Máirín Duffy wrote:
Patrick W. Barnes wrote:
There's still a popular perception that graffiti is associated with
pop culture and is unprofessional.
I've always seen RHEL as being 'professional' or 'enterprise-y' while
Fedora as more 'bleeding edge' and 'fun.'
Precisely.
It could be risky to use graffiti as part of the default theme in
Fedora.
What is the risk?
Don't we already have enough sterile, 'enterprise-ready' artwork out
there? Perhaps Linux can grow from a painfully narrow demographic to a
much wider one with a bit more variety in the artwork? Maybe we could
try to push the edge by having a different theme/style each release?
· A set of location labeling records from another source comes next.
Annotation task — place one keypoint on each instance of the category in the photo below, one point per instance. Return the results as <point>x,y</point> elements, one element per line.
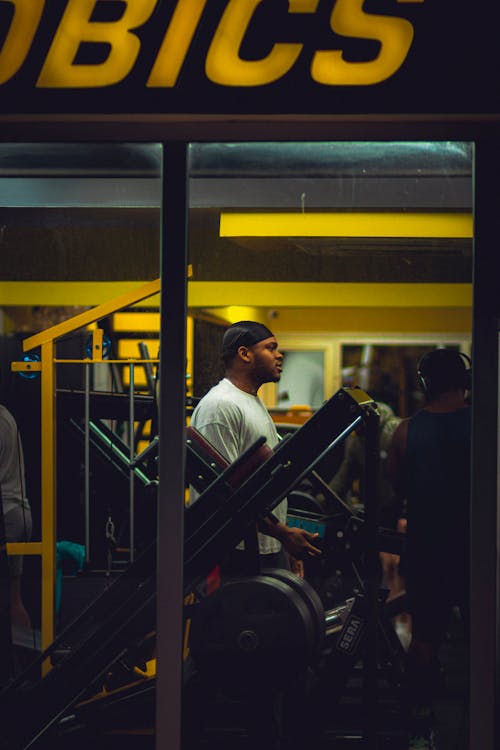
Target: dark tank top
<point>438,477</point>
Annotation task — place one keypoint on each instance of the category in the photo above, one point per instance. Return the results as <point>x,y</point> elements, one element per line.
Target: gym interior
<point>137,224</point>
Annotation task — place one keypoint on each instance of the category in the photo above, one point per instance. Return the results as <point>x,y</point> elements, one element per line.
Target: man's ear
<point>244,353</point>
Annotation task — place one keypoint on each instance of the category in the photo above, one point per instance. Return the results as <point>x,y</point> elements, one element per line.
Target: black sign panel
<point>246,57</point>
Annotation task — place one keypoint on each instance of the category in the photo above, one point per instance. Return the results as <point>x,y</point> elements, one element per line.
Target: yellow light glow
<point>451,225</point>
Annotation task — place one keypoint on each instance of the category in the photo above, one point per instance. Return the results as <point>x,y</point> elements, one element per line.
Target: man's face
<point>267,360</point>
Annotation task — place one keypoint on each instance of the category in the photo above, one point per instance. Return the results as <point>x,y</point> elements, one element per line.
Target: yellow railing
<point>46,339</point>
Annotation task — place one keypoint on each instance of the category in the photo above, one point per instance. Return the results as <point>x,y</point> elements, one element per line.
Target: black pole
<point>372,577</point>
<point>6,651</point>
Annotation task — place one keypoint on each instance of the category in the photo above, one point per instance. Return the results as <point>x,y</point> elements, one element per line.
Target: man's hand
<point>297,566</point>
<point>298,542</point>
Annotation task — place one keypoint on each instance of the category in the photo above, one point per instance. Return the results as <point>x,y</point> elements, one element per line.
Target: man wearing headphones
<point>429,461</point>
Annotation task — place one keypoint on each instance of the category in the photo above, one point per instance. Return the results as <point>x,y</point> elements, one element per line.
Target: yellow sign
<point>224,63</point>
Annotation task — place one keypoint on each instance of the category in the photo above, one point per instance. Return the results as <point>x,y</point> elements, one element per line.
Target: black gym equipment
<point>116,623</point>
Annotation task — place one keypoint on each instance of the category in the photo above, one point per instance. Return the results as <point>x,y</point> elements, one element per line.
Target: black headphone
<point>426,379</point>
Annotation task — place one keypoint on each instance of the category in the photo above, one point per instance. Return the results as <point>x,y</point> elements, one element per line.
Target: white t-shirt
<point>12,479</point>
<point>232,420</point>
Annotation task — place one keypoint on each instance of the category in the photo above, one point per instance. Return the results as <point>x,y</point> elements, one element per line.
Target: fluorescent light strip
<point>451,225</point>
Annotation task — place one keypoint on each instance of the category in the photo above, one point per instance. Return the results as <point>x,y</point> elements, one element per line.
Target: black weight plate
<point>251,634</point>
<point>311,599</point>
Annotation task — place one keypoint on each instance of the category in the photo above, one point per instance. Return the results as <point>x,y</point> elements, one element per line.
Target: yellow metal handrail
<point>46,548</point>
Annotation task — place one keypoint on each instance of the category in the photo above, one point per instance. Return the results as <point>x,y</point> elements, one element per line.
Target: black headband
<point>244,333</point>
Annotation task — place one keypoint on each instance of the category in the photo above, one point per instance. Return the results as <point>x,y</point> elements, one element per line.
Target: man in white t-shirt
<point>232,417</point>
<point>16,509</point>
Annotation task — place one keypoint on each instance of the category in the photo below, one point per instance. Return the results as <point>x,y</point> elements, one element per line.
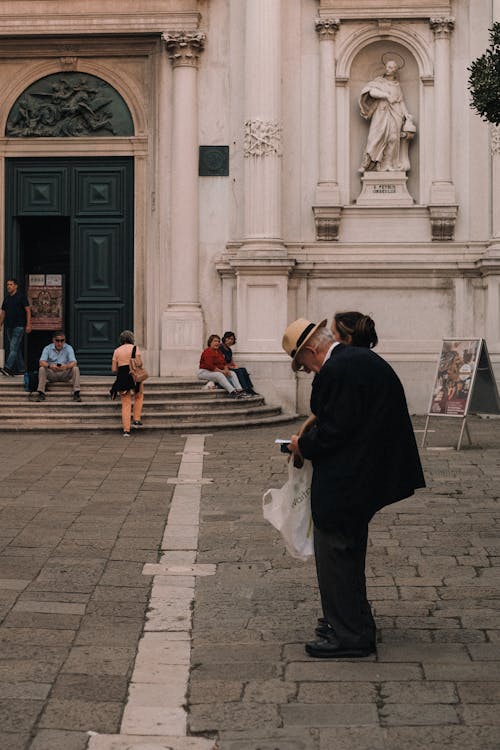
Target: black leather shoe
<point>332,649</point>
<point>324,629</point>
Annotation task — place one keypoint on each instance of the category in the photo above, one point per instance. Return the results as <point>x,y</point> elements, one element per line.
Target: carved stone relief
<point>442,27</point>
<point>184,48</point>
<point>69,104</point>
<point>262,138</point>
<point>327,27</point>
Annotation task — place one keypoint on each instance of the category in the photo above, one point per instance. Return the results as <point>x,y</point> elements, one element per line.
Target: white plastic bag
<point>289,510</point>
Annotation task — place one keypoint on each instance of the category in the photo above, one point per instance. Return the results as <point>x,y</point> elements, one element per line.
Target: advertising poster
<point>455,375</point>
<point>45,295</point>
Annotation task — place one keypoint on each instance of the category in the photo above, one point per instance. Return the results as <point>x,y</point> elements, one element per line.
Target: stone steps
<point>169,403</point>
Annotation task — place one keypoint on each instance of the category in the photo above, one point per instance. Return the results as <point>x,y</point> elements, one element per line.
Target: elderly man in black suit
<point>364,457</point>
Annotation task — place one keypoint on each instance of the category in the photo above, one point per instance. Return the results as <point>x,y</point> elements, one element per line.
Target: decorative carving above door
<point>69,104</point>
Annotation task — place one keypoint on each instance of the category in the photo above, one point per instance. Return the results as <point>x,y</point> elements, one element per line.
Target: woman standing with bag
<point>124,383</point>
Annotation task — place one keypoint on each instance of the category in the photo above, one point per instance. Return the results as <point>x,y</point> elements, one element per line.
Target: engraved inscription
<point>381,188</point>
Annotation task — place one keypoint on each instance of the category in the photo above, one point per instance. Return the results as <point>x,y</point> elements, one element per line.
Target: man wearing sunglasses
<point>58,365</point>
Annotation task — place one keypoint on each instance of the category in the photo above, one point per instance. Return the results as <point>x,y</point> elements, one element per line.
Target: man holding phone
<point>58,364</point>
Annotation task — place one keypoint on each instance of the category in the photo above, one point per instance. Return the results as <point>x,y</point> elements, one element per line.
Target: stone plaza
<point>146,604</point>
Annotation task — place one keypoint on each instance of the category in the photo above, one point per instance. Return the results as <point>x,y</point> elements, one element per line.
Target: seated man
<point>58,364</point>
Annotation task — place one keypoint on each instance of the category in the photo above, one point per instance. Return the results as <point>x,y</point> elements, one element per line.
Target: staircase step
<point>170,403</point>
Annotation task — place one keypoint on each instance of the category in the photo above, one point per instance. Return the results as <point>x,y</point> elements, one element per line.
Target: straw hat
<point>297,335</point>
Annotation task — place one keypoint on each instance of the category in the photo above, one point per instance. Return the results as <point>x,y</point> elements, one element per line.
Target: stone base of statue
<point>384,189</point>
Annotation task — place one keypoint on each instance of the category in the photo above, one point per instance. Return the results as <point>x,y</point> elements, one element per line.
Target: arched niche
<point>69,105</point>
<point>366,66</point>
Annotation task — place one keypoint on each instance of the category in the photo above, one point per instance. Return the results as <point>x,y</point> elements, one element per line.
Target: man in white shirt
<point>58,364</point>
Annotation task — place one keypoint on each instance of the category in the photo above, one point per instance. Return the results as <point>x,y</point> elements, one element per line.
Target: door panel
<point>98,263</point>
<point>96,194</point>
<point>100,192</point>
<point>42,191</point>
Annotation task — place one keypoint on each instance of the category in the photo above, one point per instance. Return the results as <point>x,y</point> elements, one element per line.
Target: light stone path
<point>194,633</point>
<point>155,716</point>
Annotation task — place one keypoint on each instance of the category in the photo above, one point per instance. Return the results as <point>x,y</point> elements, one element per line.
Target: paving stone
<point>447,737</point>
<point>413,693</point>
<point>482,692</point>
<point>327,714</point>
<point>423,652</point>
<point>273,739</point>
<point>482,714</point>
<point>79,715</point>
<point>235,716</point>
<point>19,714</point>
<point>15,741</point>
<point>225,690</point>
<point>90,687</point>
<point>91,660</point>
<point>404,714</point>
<point>337,692</point>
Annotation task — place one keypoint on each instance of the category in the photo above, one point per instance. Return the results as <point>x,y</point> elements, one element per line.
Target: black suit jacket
<point>363,448</point>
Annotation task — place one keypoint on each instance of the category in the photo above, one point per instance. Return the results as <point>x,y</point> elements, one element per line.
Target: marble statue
<point>391,125</point>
Just some food for thought. I'm not pushing for these to be default, but
at the same time, I *am* pretty sick of the same-old, same-old 'sterile'
graphic styles.
For our last release, we had a bubble theme, which you could say is not
'professional,' but was most definitely 'fun' and generated a lot of
excitement around the release. I kind of thought the point of Fedora was
to build a community operating system, not to cater to professional
types. There are plenty of other distros for that.
Agreed with that though I dont particularly like the last iteration of
the style which appears to be too dark to me. We should push one of the
backgrounds and gdm theme out into a test release and look at the
feedback. If you move quickly, we might even have it in the test2
release. There is always a risk in trying out anything that is
noticeable (more precisely completely boring) at all.